Li's academy research focused on mathematical finance. He has written a number of papers in the field, including a number coauthored with Robert Almgren on market impact and market microstructure and Patrick Cheridito on risk measures on L^p spaces. He was selected for the prestigious Cornell Tech Runway Program postdoc.

== Professional life ==
After graduating, Li worked at D.E. Shaw, J.P. Morgan, and Bloomberg and became the first data scientist in residence at Andreessen Horowitz. He headed data science monetization at Foursquare. He is a regular contributor to publications like Harvard Business Review, MIT Sloan Management Review, Tech Crunch, Venture Beat, Fast Company, Entrepreneur Magazine, and The Wall Street Journal discussing topics around equality in hiring, data analytics, and mathematics education.

In 2013, he founded The Data Incubator, a data science education company. The firm is best known for a free fellowship that helps students with PhDs transition from careers in academia to data science. The program attracts thousands of applicants regularly and is more selective than Harvard University. Li founded the program based on his own experience as a PhD trying to enter industry and data scientist hiring manager. The Data Incubator has received press coverage in Financial Times, VentureBeat, Computerworld, and The Next Web. He has been invited to speak at various conferences in the United Kingdom, Malaysia, Beijing, Shanghai, and at MIT Sloan School of Management.
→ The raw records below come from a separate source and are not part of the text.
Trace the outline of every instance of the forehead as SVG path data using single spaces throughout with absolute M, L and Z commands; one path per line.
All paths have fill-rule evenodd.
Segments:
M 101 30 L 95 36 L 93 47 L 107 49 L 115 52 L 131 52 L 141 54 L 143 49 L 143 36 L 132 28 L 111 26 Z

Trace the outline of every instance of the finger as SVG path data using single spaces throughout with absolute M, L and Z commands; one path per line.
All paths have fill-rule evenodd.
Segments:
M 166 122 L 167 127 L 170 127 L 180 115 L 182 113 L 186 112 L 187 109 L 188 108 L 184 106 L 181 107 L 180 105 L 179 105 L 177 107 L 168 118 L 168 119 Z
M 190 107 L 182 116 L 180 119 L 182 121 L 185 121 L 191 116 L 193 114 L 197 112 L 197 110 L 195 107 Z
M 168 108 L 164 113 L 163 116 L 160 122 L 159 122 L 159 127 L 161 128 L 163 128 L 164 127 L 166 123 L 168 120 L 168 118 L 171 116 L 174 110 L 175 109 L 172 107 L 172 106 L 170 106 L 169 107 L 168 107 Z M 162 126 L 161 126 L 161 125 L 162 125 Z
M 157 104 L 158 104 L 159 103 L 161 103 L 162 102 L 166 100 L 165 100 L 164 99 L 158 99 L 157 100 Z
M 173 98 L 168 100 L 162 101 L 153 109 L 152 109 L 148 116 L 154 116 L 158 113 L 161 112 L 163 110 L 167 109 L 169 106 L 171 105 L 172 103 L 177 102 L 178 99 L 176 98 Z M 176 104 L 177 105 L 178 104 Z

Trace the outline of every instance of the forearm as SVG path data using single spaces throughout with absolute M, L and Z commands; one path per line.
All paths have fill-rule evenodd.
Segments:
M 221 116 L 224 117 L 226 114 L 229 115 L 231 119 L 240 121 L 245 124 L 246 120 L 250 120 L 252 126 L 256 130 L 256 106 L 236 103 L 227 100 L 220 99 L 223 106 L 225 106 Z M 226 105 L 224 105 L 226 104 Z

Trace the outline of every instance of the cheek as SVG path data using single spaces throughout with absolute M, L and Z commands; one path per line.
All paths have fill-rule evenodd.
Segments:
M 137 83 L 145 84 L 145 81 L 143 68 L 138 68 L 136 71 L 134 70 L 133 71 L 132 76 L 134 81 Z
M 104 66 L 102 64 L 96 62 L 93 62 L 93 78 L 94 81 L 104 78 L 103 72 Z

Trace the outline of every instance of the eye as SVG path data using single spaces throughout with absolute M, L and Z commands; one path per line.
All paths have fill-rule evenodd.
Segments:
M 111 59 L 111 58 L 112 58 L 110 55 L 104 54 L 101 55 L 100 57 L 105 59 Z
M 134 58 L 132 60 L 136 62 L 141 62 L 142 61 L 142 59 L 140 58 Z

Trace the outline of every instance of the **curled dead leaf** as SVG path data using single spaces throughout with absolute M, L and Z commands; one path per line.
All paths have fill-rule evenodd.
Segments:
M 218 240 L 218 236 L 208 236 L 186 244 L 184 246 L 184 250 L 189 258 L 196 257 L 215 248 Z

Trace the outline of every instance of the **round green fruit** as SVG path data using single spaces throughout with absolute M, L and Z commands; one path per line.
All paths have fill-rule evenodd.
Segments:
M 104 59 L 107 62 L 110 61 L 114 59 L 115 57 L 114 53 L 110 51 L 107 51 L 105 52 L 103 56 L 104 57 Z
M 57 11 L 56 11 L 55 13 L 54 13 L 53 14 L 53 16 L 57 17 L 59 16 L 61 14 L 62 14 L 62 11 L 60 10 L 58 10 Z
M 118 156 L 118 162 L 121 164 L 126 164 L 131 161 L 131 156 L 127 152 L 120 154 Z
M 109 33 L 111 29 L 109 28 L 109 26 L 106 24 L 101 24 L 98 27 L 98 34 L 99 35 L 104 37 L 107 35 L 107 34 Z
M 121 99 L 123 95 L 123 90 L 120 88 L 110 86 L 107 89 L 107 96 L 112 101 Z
Li serves on the Board of Directors for the Association of Marshall Scholars and America Needs You, an American non-profit that pairs low-income first-generation college students with professional mentors. He is also an advisor for The Innovation Enterprise, Expii, the LendIt, a member of the O'Reilly Strata programming committee, and the National Leadership Council for Society for Science and the Public.